The Fairy Tales of Hermann Hesse
- First edition
- Author: Hermann Hesse
- Translator: Jack Zipes
- Language: English
- Genre: Short story collection
- Publisher: Bantam Books
- Publication date: 1995
- Publication place: United States
- Media type: Print (hardback)

= The Fairy Tales of Hermann Hesse =

The Fairy Tales of Hermann Hesse is a collection of 22 fairy tales written by Hermann Hesse between the years of 1904 and 1933. Translated by Jack Zipes, the collection was published in 1995 by Bantam Books. Many of the tales in the volume were translated and published in English for the first time.

Hesse opens each story with the feel of a traditional European fairy tale, then proceeds to alter the plot in a contemporary way, often weaving in elements of Eastern mysticism. Several were written during the First World War, which Hesse himself opposed as a pacifist, and incorporate themes of the period as well as the author's own preoccupation with mortality, the devastation of war, and the isolation of the misunderstood artist who plays the role of witness and critic.

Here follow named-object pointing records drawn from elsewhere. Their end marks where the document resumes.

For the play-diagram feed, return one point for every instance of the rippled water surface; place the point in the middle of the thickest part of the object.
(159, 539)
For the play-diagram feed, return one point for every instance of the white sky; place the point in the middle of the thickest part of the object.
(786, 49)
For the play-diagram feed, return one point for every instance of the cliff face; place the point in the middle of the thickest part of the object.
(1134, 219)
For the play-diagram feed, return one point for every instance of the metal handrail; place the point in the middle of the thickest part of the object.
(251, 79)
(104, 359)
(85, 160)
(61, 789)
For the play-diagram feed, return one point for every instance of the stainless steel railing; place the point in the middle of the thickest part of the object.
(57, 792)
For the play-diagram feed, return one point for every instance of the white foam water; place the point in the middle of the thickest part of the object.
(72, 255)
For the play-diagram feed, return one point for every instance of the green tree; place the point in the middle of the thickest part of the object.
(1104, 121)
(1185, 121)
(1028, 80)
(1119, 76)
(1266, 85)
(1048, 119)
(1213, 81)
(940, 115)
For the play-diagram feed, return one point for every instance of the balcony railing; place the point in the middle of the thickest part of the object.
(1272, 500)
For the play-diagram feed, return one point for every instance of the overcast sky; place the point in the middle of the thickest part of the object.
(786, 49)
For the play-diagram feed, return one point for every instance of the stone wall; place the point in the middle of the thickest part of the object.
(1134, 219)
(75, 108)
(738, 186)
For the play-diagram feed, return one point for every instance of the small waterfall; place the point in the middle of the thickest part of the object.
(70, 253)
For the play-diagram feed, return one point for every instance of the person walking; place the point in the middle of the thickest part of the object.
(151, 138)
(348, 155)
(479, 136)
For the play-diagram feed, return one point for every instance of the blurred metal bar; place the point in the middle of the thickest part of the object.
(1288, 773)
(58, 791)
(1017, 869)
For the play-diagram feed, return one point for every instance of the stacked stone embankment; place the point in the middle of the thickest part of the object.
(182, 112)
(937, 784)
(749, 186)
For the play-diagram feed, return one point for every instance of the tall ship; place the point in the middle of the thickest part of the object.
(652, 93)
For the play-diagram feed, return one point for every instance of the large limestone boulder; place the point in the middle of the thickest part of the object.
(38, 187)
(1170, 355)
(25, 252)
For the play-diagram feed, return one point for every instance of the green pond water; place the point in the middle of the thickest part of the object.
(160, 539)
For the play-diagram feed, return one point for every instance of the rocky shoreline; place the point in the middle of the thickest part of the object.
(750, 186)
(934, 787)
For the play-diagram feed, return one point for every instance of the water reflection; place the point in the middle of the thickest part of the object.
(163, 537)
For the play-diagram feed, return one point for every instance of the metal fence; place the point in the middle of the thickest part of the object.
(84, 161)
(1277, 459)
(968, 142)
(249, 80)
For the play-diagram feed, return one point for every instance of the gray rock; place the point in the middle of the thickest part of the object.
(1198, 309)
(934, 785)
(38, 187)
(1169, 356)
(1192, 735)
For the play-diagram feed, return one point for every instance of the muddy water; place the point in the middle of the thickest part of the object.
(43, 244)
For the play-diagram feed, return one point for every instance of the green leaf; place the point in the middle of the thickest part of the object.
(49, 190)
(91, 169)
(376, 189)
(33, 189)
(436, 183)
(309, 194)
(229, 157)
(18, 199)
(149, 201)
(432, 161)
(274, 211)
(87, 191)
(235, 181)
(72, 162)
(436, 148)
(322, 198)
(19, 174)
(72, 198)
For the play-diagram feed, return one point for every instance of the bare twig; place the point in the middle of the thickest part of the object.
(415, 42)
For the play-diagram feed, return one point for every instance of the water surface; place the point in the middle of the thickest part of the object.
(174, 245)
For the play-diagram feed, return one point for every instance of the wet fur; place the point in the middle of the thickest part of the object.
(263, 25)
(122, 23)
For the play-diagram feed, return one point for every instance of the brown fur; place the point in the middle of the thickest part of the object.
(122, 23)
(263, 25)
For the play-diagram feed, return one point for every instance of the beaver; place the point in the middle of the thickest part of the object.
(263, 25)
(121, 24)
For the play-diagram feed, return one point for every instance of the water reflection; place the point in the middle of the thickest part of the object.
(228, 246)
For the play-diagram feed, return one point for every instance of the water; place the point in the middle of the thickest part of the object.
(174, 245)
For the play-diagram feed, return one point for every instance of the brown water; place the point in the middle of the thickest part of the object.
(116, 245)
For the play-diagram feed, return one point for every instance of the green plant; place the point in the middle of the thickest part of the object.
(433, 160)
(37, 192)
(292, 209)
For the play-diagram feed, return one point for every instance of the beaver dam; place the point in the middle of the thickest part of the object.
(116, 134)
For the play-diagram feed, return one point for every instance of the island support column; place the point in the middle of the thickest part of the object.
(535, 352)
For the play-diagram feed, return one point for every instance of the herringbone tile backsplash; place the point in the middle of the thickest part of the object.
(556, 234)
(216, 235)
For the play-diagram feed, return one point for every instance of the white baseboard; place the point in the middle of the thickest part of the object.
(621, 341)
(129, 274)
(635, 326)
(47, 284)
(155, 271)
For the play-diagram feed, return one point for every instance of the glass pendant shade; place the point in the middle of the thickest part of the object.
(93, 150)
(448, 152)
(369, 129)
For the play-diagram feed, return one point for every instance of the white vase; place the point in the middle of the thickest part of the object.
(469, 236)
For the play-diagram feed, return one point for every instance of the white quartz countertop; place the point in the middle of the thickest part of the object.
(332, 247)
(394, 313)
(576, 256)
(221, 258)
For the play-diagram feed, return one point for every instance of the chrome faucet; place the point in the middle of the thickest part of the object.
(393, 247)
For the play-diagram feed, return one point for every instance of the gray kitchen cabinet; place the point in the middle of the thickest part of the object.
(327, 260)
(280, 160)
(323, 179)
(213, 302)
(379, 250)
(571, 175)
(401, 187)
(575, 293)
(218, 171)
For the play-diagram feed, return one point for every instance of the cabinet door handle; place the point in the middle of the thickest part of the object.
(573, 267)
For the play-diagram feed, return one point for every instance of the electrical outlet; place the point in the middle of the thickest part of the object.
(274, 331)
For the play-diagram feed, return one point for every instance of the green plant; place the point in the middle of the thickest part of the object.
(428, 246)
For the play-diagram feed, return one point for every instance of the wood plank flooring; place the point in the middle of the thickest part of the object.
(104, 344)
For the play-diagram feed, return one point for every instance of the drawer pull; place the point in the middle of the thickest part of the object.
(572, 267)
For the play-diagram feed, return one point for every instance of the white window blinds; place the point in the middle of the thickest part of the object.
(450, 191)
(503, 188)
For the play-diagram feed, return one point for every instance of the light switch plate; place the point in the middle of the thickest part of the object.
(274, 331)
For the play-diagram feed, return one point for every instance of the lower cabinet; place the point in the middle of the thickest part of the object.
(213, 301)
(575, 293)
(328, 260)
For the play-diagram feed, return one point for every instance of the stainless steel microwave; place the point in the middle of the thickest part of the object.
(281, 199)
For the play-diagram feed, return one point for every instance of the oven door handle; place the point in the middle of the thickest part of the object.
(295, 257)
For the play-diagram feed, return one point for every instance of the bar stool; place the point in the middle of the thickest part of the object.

Zipes notes in the introduction that the ogres of the tales are what Hesse regarded as the menaces of modern existence: "science, materialism, war, alienation, and philistinism."

==Stories==
A list of the individual fairy tales and the year in which they were written follows:
- "The Dwarf", 1904
- "Shadow Play", 1906
- "A Man by the Name of Ziegler", 1908
- "The City", 1910
- "Dr. Knoegle’s End", 1910
- "The Beautiful Dream", 1912
- "The Three Linden Trees", 1912
- "Augustus", 1913
- "The Poet", 1913
- "Flute Dream", 1914
- "A Dream About the Gods", 1914
- "Strange News from Another Planet", 1915
- "Faldum", 1916
- "A Dream Sequence", 1916
- "The Forest Dweller", 1917
- "The Difficult Path", 1917
- "If the War Continues", 1917
- "The European", 1918
- "The Empire", 1918
- "The Painter", 1918
- "The Fairy Tale About the Wicker Chair", 1918
- "Iris", 1918

Eight of these stories also appeared in Strange News from Another Star (Märchen), a short story collection originally published in German in 1919 and in English in 1972, translated by Denver Lindley. The stories are:
- "Augustus"
- "The Poet"
- "Flute Dream"
- "Strange News from Another Planet" (titled "Strange News from Another Star")
- "The Difficult Path" (titled "The Hard Passage")
- "A Dream Sequence"
- "Faldum"
- "Iris"

== Reception ==
Booklist described Hesse's interpretations of the fairy tale genre as "lucid, captivating, and unusual", often with "heroes in search of self-knowledge and inner peace".

Publishers Weekly called Hesse's fairy tales "Quirky and evocative", arguing that "A refreshing lack of narrative closure distinguishes Hesse's tales, which mitigates an irritating tendency to equate self-knowledge with the return home to an eternal, spiritual mother."